Housing Authority Laments End of SHERA Program, Record Demand
The Board of the Franklin Housing Authority met at the Central Park Terrace Community Center Monday afternoon at 4:30 pm to review a regular slate of mostly financial matters with Director Lisa Audette.
This included a discussion of accounts payable totaling $138, 442. Chair George Danello asked about a specific payment made to First American Insurance, and Audette explained that it is the premium for Directors and Officers insurance.
She updated the Board on upcoming state Commissioner Training opportunities and reminded them that the annual state-wide meeting is coming up on May 21-23.
Audette reported that the current housing waitlist has reached 10,134 though there are currently two unfilled spaces in the Authority’s congregate housing.
The Chair also asked about turnover and new tenants brought into the property. Audette said they have been unusually busy, bringing in about 16 new tenants since February – not much below the “normal” average of about 20 new tenants per year.
Much of this is driven by Common Housing Application for Massachusetts Public Housing (CHAMP), Audette said. A challenge for the Authority is that individuals often file applications and advocates or other housing authorities may also do so, making for more paper work and research to make sure individuals are in fact eligible. Audette said it used to take about one day per week to process applications but now it is nearly four days. “We really need another person just to do this work but I don’t think the state will support that,” she said.
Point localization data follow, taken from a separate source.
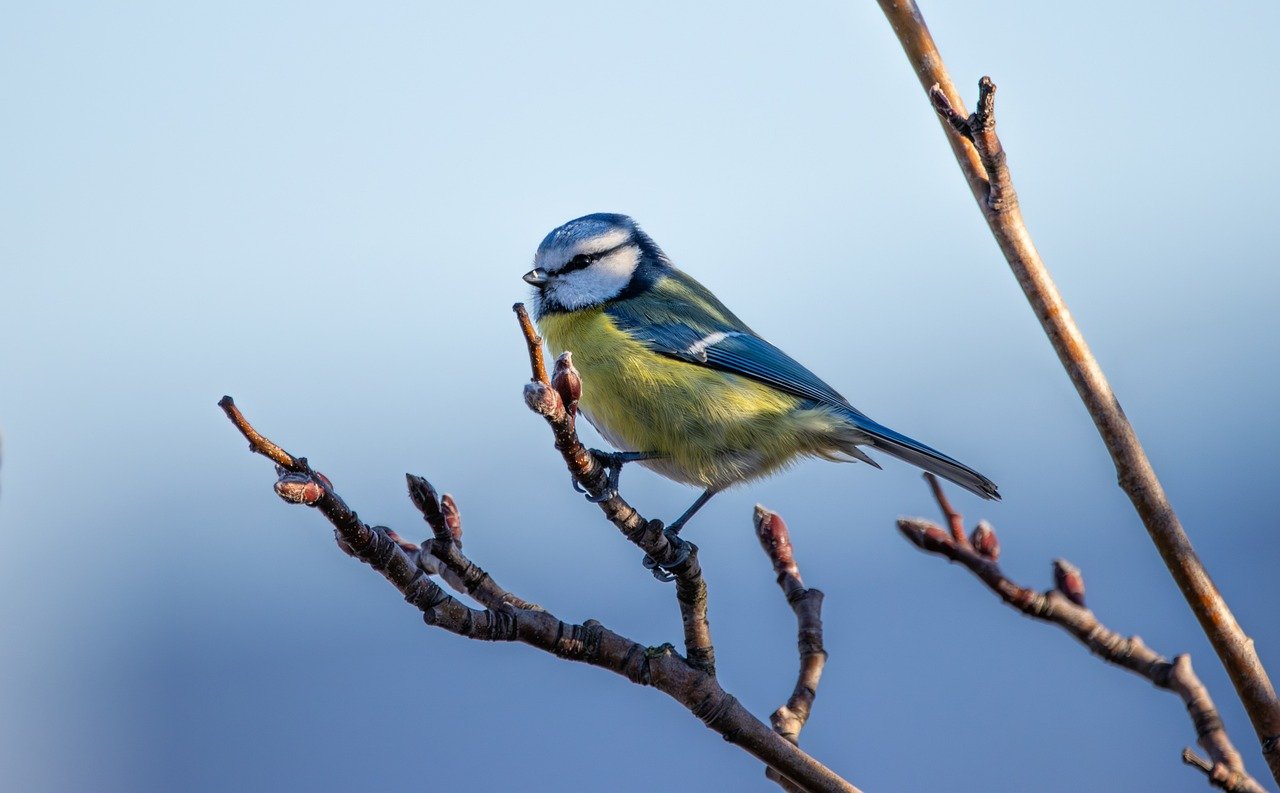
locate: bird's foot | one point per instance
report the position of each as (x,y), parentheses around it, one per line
(662,572)
(612,463)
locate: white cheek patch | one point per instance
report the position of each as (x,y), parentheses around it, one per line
(604,279)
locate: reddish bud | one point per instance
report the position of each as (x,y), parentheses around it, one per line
(567,383)
(452,517)
(776,540)
(1069,581)
(298,489)
(984,541)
A procedural question also came up regarding how much money the authority should hold as a reserve. Board member Chris Feeley made a motion to set the figure at $75,000 with the understanding that the figure can be changed at a later date.
Audette also reported that several applications have been received for a tenant representative on the board. Those have been submitted to Town Administrator Jamie Hellen and the selection will be made by Hellen and the Town Council.
Audette said that the land encroachment by a neighbor has been investigated and the town as sent a letter spelling out the consequences if the violation persists. “The neighbor has agreed to address the problem,” Audette said.
On a negative note, Audette told the Board that the SHERA program has come to an end. According to a state website, The SHERA (Subsidized Housing Emergency Rental Assistance) program is funded through the Federal Emergency Rental Assistance Program, overseen by the United States Treasury, and funded by the Consolidated Appropriations Act of 2021. SHERA provides an expedited path for eligible owners of qualified affordable housing projects to file batch applications for rental arrearage assistance on behalf of eligible tenants. Under the SHERA program, qualified owners of MassHousing, Massachusetts Housing Partnership (MHP) and DHCD- financed properties with income-restricted units, as well as Local/Public Housing Authorities (L/PHAs), will be able to apply for help on behalf of all of their eligible residents with up to 18 months of rental arrears incurred during the eligible SHERA period starting on April 1, 2020. Income eligibility for households is 80% of Area Median Income (AMI) or lower. Owners (or their property managers) will inform residents with rental arrears about this program, and will work with eligible residents to apply for assistance on their behalf.
Audette said only about half of the housing authorities in the state had applied to the program. In the case of Franklin, at a cost of about $1,500, Franklin was able to reclaim more than $60,000 that tenants owed the authority through a variety of funding sources.